Public reaction came to a head when the electorate, summoned to vote on a bond issue to cover the city’s contribution to the plan, produced startling results. Despite the sheer frenzy that marked the mayor’s campaign for a “yes” vote, the ward-by-ward returns revealed a remarkable shift in social attitudes toward Sanders. Although a two-thirds majority is needed to carry a bond issue in Burlington, Wards 2 and 3 of the Old North End voted down the bond issue flatly. So much for the reaction of Sanders’ “working-class” base which had given the mayor his largest pluralities in the past. Ward 4, a conventional middle-class district, regaled the mayor with barely a simple majority of five votes, and Ward 5, the most sympathetic of his middle-class constituencies, a flat fifteen-vote rejection. Sanders’ highest returns came from Ward 6 — “The Hill,” as it has been called — which contains the highest concentration of wealth in the city and its most spacious and expensive mansions.

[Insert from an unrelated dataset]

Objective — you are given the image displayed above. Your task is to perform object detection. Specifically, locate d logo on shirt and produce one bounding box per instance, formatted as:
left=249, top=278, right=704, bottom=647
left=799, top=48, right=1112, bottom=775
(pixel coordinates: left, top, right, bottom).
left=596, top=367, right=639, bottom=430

For the first time, a Sanders proposal that patently placed the mayor’s public credibility on the line had been soundly trounced — not by the wealthiest ward in Burlington which alone supported the bond issue by a two-thirds vote, but. by the Old North End, which flatly rejected his proposal. A class issue had emerged which now seems to have reflected a disgust with a rhetoric that yields little visible results.
THE ULTIMATE EFFECT Of Sanders’ aging form of “socialism” is to facilitate the ease with which business interests can profit from the city. Beyond the dangers of an increasingly centralized civic machinery, one that must eventually be inherited by a “Republicrat” administration, are the extraordinary privileges Sanders hasprovided to the most predatory enterprises in Burlington — privileges that have been justified by a “socialism” that is committed to “growth,” “planning,” “order,” and a blue-collar “radicalism” that actually yields low-paying jobs and non-union establishments without any regard to the quality of life and environmental well-being of the community at large.

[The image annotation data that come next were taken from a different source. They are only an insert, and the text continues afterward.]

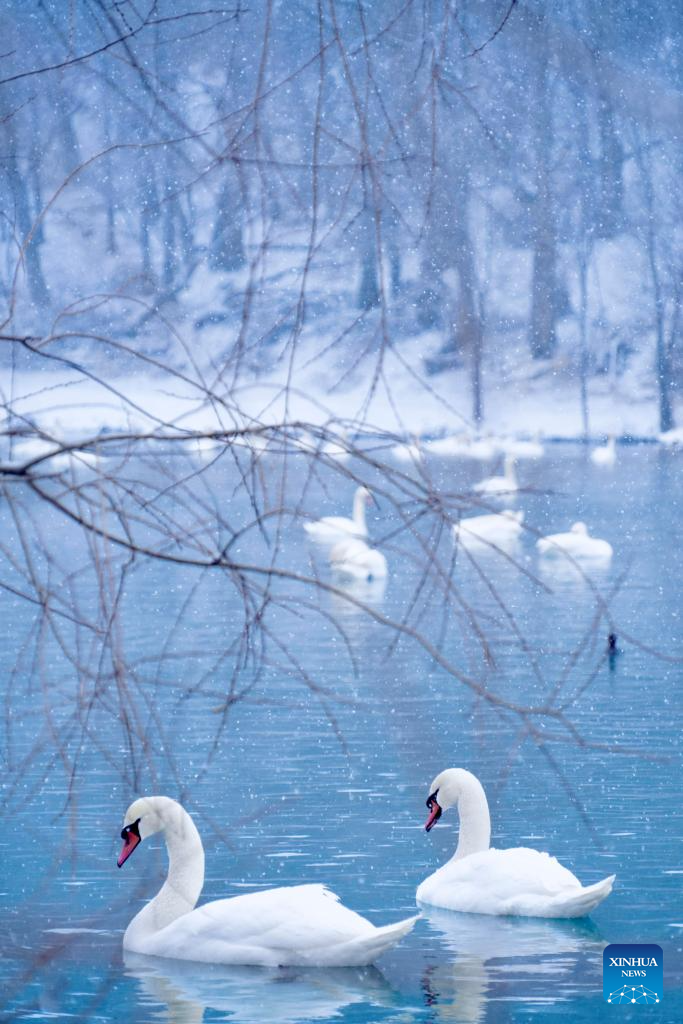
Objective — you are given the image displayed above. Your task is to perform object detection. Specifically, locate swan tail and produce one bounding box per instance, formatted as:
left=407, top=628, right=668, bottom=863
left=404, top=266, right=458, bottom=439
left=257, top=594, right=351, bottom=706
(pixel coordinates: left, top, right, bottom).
left=335, top=914, right=420, bottom=967
left=556, top=874, right=616, bottom=918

Bernard Sanders could have established an example of a radical municipalism, one rooted in Vermont’s localist tradition of direct democracy, that might have served as a living educational arena for developing an active citizenry and a popular political culture. Whether it was because of a shallow productivist notion of “socialism” oriented around “growth” and “efficiency” or simply personal careerism, the Burlington mayor has been guided by a strategy that sacrifices education to mobilization and democratic principles to pragmatic results. This “managerial radicalism” with its technocratic bias and its corporate concern for expansion is bourgeois to the core — and even brings the authenticity of traditional “socialist” canons into grave question. A recent Burlington Free Press headline which declared: “Sanders Unites with Business on Waterfront” could be taken as a verdict by the local business establishment as a whole that it is not they who have been joining Sanders but Sanders who has joined them. When productivist forms of “socialism” begin to resemble corporate forms of capitalism, it may be well to ask how these inversions occur and whether they are accidental at all. This question is not only one that must concern Sanders and his supporters; it is a matter of grim concern for the American radical community as a whole.